“Yes, we are making a picnic of it. The children like it. It’s great fun for them, and it gives my wife, who isn’t very strong, a chance to rest and be out of doors. I enjoy it, too. I like to see them have a good time.”

“Well,” I said, before I realized I was taking him into my confidence, “I wish you could make our camp cook see your point of view.”

“Why, don’t she like it?” he asked innocently.

“Like it? I am afraid she doesn’t. The other day it rained and leaked in through the kitchen roof onto her ironing board, and when we found her she had her head on the board and was crying.”

“Well, that’s too bad,” he said. “Why didn’t she take that board out of the way of the leak? We don’t mind a little thing like a leak around here, especially when folks are camping. Having her feel that way must make a difference in your pleasure. Well, there is ways of taking work. Now, probably, she’s throwing herself against her work, and making it harder all the time.”

“That’s exactly what she is doing,” I commented dryly.

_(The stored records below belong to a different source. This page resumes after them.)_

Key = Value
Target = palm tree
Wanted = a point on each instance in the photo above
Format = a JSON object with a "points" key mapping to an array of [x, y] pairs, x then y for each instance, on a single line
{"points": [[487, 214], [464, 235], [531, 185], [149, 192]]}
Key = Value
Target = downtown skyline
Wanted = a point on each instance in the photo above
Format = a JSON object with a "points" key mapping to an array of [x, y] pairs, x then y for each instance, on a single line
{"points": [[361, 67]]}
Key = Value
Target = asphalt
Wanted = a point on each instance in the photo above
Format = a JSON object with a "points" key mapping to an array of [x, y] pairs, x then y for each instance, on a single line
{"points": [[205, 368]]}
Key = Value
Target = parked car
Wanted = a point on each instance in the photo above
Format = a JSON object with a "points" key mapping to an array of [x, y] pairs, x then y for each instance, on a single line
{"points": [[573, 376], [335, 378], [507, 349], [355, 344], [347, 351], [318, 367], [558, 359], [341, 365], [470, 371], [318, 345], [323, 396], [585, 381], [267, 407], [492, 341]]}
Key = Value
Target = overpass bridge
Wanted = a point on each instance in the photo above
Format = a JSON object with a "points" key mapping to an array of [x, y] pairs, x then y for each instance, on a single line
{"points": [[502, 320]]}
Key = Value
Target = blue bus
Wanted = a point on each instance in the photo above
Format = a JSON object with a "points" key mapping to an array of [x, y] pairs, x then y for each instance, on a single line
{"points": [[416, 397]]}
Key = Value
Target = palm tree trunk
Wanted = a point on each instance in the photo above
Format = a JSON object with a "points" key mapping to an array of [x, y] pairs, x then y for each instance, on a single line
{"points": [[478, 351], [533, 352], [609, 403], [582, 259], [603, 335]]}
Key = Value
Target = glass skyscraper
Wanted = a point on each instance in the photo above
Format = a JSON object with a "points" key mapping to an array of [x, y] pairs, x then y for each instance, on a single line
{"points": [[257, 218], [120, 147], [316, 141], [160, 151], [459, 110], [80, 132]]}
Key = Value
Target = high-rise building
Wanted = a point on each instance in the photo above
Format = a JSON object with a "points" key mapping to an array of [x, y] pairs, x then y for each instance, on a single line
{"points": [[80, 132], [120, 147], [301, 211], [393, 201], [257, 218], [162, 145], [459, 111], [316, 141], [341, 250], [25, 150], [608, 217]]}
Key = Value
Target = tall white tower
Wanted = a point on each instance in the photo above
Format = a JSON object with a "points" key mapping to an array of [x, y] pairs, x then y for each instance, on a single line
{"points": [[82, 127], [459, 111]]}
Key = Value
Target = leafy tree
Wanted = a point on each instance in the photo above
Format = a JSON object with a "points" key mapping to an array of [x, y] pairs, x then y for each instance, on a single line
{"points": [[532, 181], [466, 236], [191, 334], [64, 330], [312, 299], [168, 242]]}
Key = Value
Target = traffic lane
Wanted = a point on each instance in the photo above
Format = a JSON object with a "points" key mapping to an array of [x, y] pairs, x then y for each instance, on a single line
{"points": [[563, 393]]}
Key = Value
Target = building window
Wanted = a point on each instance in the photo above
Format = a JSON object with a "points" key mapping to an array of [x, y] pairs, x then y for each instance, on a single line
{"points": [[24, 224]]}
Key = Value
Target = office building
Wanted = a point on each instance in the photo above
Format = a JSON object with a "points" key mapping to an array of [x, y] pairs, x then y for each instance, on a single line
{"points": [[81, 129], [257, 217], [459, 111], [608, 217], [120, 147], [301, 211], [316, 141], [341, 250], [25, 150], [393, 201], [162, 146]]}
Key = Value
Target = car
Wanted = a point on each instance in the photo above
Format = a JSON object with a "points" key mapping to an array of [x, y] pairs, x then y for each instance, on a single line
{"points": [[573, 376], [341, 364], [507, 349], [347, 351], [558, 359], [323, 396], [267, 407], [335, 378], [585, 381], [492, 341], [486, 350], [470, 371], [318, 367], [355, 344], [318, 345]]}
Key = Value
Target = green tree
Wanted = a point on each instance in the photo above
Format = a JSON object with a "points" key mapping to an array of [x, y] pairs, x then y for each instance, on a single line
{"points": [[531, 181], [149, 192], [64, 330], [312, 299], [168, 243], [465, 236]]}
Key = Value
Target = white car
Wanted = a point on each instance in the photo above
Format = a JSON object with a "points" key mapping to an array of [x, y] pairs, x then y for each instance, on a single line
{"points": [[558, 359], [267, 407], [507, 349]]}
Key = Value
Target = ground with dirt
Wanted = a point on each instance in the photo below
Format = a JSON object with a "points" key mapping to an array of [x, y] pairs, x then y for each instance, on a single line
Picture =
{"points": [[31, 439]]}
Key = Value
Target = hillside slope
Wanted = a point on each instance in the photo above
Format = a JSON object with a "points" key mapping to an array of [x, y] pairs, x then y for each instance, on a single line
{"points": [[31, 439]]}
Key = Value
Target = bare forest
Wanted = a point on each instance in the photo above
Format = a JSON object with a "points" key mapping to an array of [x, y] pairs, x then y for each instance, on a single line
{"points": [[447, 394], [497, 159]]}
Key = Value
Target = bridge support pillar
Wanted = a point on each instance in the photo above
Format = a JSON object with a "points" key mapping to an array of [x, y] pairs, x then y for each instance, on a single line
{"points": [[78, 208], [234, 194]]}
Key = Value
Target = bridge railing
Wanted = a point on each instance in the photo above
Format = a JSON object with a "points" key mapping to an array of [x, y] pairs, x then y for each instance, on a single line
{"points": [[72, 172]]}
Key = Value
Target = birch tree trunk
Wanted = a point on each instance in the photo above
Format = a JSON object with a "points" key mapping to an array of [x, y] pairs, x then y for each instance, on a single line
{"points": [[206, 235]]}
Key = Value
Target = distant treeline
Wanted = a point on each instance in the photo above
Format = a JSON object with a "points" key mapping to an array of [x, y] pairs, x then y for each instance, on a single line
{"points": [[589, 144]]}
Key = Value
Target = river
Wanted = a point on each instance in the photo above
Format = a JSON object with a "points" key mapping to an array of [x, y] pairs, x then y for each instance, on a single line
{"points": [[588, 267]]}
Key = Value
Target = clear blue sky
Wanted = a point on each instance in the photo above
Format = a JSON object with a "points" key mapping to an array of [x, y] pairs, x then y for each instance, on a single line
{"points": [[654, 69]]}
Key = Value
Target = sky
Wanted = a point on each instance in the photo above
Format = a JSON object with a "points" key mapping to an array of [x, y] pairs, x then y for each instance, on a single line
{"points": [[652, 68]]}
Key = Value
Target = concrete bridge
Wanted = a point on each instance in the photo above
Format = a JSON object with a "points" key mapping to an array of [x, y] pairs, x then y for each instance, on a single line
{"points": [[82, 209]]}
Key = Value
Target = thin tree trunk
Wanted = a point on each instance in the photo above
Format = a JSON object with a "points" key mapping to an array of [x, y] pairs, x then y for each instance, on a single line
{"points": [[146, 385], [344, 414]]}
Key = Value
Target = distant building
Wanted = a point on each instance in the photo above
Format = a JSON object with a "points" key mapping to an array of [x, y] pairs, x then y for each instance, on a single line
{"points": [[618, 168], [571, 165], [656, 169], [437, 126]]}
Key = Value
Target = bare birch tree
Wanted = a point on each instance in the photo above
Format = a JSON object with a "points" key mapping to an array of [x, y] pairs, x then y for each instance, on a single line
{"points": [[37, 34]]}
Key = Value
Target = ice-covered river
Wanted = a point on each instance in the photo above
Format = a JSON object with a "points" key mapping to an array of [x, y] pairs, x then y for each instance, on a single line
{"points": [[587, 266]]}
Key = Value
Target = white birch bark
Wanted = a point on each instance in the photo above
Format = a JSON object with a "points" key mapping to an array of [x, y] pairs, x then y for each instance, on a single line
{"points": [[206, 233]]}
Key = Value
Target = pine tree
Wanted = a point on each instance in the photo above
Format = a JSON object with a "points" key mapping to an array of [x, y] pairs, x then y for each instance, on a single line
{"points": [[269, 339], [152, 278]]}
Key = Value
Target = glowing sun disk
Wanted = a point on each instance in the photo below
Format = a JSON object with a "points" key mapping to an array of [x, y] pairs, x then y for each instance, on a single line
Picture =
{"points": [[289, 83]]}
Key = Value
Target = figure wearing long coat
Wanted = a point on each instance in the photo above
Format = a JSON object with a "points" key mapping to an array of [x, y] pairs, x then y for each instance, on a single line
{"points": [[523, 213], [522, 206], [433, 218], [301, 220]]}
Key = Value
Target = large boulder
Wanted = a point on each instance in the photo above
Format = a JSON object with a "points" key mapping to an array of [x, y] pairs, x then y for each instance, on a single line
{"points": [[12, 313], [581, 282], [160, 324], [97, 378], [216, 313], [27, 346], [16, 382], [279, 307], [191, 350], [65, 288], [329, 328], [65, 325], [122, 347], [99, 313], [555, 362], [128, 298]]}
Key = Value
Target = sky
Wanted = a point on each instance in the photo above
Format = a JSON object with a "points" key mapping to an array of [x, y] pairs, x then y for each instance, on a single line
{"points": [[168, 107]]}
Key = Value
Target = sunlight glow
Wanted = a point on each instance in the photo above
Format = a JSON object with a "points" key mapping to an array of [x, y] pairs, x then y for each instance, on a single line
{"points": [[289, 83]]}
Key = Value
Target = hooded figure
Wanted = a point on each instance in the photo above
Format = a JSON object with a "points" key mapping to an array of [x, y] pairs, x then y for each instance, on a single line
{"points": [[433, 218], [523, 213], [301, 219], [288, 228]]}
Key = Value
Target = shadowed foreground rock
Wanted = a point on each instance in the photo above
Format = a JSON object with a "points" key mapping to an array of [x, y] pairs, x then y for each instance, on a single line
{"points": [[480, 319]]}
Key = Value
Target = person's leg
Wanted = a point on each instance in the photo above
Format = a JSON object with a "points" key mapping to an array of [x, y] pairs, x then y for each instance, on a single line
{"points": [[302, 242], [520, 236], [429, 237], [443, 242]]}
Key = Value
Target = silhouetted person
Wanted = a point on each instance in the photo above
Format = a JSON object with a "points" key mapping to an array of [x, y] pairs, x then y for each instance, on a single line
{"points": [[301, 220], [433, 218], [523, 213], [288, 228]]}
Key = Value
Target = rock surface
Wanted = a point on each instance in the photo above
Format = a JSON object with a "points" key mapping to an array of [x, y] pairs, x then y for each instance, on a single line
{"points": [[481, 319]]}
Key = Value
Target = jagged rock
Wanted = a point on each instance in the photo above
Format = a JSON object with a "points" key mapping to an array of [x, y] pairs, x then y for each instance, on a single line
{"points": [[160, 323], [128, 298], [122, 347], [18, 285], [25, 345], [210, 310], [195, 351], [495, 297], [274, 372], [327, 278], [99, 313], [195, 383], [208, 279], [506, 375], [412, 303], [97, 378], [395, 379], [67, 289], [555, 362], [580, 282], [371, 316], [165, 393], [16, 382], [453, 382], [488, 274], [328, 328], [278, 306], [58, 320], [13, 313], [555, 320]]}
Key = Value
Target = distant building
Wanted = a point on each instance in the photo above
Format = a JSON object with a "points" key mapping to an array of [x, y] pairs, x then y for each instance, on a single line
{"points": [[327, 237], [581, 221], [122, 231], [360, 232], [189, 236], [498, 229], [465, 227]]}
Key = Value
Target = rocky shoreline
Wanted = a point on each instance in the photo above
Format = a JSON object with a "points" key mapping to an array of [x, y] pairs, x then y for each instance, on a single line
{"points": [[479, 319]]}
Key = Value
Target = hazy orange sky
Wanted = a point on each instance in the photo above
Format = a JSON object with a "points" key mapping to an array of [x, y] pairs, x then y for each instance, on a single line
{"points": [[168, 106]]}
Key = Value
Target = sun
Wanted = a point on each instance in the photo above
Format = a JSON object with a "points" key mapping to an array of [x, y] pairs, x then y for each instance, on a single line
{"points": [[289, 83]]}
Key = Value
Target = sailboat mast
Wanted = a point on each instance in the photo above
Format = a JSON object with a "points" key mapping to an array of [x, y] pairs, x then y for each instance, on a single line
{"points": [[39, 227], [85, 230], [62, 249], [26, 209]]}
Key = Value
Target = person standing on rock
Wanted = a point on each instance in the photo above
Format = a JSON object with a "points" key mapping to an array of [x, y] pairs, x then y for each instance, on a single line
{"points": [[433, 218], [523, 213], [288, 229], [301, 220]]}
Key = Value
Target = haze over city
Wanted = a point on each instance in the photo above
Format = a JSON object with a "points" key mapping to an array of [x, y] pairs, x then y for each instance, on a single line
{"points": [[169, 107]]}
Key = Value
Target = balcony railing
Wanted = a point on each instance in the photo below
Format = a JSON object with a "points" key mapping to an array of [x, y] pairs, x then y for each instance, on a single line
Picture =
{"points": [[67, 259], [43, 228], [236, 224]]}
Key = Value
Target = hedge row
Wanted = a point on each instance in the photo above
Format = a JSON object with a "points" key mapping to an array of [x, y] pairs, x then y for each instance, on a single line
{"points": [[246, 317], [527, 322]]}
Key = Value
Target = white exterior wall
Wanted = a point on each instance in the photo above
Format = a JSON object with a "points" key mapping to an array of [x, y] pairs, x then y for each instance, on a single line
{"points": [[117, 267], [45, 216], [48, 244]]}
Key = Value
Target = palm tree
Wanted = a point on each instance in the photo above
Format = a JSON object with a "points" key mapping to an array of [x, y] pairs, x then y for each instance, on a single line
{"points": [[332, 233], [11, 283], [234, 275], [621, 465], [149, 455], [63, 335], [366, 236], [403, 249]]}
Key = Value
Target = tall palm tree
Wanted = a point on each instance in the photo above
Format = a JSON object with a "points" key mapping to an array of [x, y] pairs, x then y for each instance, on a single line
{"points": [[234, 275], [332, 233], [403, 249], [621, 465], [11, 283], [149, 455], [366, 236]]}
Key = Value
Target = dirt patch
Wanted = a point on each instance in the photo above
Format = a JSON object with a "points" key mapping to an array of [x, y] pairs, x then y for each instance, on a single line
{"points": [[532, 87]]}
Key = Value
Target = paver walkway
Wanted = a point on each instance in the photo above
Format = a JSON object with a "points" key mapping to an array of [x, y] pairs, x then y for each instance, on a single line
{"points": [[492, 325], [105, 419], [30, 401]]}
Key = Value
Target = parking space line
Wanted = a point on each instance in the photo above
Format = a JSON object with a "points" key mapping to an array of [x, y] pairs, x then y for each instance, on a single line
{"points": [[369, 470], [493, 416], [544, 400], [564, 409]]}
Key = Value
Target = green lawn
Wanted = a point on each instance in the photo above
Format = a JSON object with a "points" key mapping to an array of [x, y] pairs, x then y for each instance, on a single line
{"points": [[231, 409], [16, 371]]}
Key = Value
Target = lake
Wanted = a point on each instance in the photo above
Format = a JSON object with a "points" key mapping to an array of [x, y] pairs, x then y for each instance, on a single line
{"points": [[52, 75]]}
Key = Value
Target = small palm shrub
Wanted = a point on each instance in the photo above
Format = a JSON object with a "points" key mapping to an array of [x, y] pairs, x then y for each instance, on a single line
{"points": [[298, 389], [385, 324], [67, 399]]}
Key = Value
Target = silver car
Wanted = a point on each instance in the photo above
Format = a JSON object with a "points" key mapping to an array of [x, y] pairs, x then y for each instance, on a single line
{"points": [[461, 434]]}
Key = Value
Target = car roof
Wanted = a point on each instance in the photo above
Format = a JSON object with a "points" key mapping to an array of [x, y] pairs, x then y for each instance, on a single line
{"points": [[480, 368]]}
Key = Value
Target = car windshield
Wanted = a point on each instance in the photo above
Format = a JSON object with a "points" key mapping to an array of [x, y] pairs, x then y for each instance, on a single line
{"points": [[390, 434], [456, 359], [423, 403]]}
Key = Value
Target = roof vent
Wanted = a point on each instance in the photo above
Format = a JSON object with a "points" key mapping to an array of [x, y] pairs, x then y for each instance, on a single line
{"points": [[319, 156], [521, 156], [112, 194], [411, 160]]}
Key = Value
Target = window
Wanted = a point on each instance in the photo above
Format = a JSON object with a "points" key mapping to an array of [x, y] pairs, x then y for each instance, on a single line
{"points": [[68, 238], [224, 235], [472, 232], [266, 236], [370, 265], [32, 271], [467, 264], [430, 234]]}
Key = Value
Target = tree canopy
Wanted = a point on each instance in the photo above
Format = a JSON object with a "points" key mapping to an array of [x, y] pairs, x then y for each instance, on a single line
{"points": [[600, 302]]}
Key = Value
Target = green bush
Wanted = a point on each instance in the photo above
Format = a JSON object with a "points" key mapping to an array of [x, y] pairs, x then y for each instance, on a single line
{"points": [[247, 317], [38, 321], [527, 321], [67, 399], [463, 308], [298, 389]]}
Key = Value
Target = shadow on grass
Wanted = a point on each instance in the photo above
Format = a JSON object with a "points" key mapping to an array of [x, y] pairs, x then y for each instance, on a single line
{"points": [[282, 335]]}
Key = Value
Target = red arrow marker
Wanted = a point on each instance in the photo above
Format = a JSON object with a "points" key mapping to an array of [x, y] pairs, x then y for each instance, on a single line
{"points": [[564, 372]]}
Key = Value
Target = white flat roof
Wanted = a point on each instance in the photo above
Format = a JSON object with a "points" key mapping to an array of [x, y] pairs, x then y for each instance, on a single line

“It’s a pity.” There was sympathy in his voice. “For it’s such a lot easier to make a picnic out of what you are doing—homemade camping, we call this. My folks always feel that way about it. Even the hardest work is easier for taking it the right end to. My children are growing up to think, what it doesn’t hurt any man to think, that work is the best fun, after all. It’s the only thing you never get tired of, for there is always something more to do.”